Il decreto Sicurezza che il governo voleva chiudere in fretta si è trasformato in un caso politico pieno. Tutto ruota attorno alla norma contestata sui rimpatri volontari assistiti, quella che prevede un incentivo economico per gli avvocati coinvolti nelle pratiche dei migranti: dopo l’alt del Quirinale, la destra ha oscillato tra l’ipotesi di correggere il testo e quella di tirare dritto, salvo poi finire impantanata in una giornata di tensione parlamentare e di messaggi contraddittori. Il quadro raccontato dalla diretta di Fanpage sul caos dentro la maggioranza mostra bene il punto politico: il governo non è riuscito a dare una linea chiara neppure dopo il richiamo del Colle.
Il problema per Meloni è anche nei tempi. Il Senato ha già approvato il decreto con 96 voti favorevoli e 46 contrari, ma la scadenza per la conversione è fissata al 25 aprile. Questo significa che qualunque modifica vera costringerebbe il testo a un nuovo passaggio parlamentare, con il rischio concreto di farlo decadere. È proprio questa strettoia ad aver alimentato l’ipotesi di un decreto “stralcio” o di una correzione successiva, soluzione che però certifica una difficoltà politica prima ancora che tecnica.
L’opposizione si è infilata subito in questa crepa. Pd, Avs, Più Europa e M5S stanno insistendo sul fatto che non si può chiedere al Parlamento di votare un testo già finito sotto contestazione istituzionale, per poi promettere di sistemarlo dopo. Non è solo una critica di merito: è un attacco al metodo scelto dal governo, accusato di comprimere tempi e prerogative delle Camere su un provvedimento che tocca diritti delicatissimi. Anche da questo punto di vista, il retroscena pubblicato da Il Fatto Quotidiano sulle proteste delle opposizioni e sullo stop del Colle rende chiaro quanto il fronte contrario stia provando a trasformare il pasticcio tecnico in una contestazione politica più ampia.
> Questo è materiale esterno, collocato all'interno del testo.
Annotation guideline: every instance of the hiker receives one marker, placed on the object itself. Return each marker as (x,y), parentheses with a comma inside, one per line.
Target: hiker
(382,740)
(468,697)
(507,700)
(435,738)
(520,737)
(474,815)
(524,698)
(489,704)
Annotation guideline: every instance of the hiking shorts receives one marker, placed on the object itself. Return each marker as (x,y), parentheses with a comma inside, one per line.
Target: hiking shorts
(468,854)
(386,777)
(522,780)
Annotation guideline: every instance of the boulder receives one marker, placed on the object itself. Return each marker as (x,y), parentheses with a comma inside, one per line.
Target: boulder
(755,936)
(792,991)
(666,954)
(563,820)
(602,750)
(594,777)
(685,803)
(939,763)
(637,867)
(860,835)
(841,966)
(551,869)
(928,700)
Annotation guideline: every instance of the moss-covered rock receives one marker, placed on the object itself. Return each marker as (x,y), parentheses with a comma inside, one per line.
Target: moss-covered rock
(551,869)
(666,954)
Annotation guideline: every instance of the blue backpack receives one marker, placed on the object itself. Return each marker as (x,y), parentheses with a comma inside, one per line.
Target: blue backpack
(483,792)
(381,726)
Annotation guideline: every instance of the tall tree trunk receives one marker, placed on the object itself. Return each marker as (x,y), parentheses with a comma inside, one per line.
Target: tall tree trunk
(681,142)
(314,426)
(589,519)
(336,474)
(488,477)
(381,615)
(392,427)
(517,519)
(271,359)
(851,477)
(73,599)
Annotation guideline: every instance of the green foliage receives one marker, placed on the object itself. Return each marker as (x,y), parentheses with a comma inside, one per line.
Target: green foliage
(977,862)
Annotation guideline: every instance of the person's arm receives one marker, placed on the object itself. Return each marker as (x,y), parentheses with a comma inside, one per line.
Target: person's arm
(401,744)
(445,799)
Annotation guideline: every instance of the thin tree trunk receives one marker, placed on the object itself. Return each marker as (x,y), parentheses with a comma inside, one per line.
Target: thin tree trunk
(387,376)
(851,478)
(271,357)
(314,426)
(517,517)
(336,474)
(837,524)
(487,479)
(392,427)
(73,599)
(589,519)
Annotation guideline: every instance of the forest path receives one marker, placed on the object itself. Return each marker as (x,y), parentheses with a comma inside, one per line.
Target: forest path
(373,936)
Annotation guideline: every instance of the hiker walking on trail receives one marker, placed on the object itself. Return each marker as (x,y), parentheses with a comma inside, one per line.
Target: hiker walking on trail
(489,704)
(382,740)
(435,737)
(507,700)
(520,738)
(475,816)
Dentro questo fronte, il Movimento 5 Stelle sta battendo soprattutto sul nodo costituzionale. Carmela Auriemma ha chiesto un “supplemento di riflessione” per evitare quello che ha definito uno “strappo brutto e doloroso”, mentre Alfonso Colucci ha parlato di “grande arroganza” della maggioranza e di una norma gravissima perché finisce per alterare la funzione dell’avvocato, spingendola verso l’interesse del governo anziché verso la tutela dell’assistito. È qui che il M5S sta cercando di colpire di più: non contestando genericamente la linea securitaria dell’esecutivo, ma sostenendo che il diritto alla difesa non può essere piegato a una logica premiale legata al rimpatrio.
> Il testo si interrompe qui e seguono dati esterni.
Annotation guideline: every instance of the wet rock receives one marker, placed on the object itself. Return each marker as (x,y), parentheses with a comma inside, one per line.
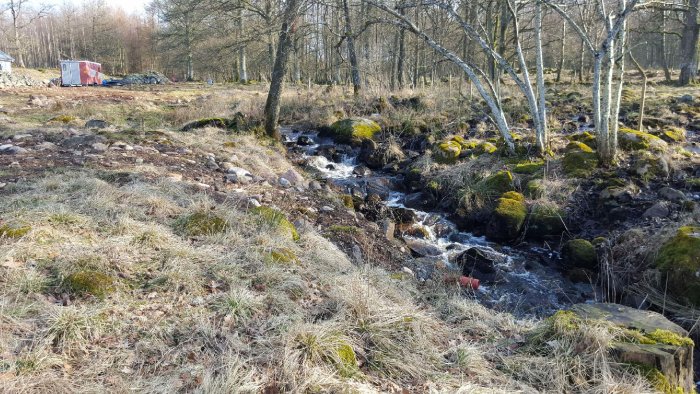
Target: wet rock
(666,355)
(579,253)
(97,124)
(422,247)
(672,194)
(658,210)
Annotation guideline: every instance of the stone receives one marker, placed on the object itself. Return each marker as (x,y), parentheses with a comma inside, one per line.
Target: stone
(96,124)
(663,353)
(672,194)
(658,210)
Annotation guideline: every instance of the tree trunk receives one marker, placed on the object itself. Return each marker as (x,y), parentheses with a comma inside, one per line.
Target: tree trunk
(350,41)
(284,47)
(689,45)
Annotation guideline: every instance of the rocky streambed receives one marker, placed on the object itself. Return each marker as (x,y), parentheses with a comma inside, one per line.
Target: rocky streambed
(523,279)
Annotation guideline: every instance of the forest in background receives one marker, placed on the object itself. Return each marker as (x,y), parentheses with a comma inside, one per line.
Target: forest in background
(236,40)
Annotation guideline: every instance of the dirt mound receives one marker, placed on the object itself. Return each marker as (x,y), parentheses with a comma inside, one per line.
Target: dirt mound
(148,78)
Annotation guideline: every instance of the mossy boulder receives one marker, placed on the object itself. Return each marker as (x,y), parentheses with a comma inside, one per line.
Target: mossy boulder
(90,282)
(447,152)
(578,146)
(579,164)
(579,253)
(529,168)
(546,220)
(496,184)
(353,130)
(585,137)
(508,217)
(219,123)
(276,219)
(9,231)
(673,134)
(679,258)
(632,140)
(201,223)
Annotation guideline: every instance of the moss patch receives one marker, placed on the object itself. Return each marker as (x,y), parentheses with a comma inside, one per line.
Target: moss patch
(276,219)
(90,282)
(679,258)
(631,140)
(353,130)
(580,253)
(201,223)
(579,164)
(447,152)
(7,231)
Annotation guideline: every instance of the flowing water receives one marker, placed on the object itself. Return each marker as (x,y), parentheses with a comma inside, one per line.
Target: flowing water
(524,280)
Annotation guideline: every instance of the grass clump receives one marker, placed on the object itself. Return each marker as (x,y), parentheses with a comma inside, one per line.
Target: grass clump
(276,219)
(679,258)
(201,223)
(90,282)
(8,231)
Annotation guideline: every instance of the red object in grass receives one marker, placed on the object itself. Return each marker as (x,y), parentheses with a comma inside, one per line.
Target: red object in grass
(467,281)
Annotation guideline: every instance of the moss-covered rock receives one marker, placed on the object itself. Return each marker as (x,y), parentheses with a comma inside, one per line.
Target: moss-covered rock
(585,137)
(353,130)
(546,220)
(94,283)
(447,152)
(578,146)
(673,134)
(579,164)
(679,258)
(529,167)
(632,140)
(534,189)
(508,217)
(201,223)
(579,253)
(276,219)
(8,231)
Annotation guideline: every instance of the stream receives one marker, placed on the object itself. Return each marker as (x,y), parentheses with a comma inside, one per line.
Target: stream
(524,280)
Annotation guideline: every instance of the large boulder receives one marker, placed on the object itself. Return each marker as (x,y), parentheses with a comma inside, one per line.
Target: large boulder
(657,348)
(679,259)
(353,130)
(508,217)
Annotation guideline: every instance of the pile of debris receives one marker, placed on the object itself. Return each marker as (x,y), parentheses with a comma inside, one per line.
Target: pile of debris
(148,78)
(14,80)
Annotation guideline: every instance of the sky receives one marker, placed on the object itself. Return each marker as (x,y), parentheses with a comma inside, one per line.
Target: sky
(128,5)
Per la maggioranza il danno è pesante anche sul piano dell’immagine. Un decreto presentato come prova di fermezza si è rovesciato in una dimostrazione di incertezza: prima l’emendamento, poi il dietrofront, poi l’idea di votare tutto com’è e rinviare eventuali correzioni. Intanto l’opposizione alza il livello dello scontro e prova a fissare un messaggio semplice ma politicamente efficace: se il Colle segnala un problema serio, andare avanti come se nulla fosse non è forza, è confusione. E oggi, su questo terreno, il M5S sta cercando di intestarsi la critica più netta, quella che mette insieme diritto, garanzie costituzionali e uso improprio della propaganda securitaria.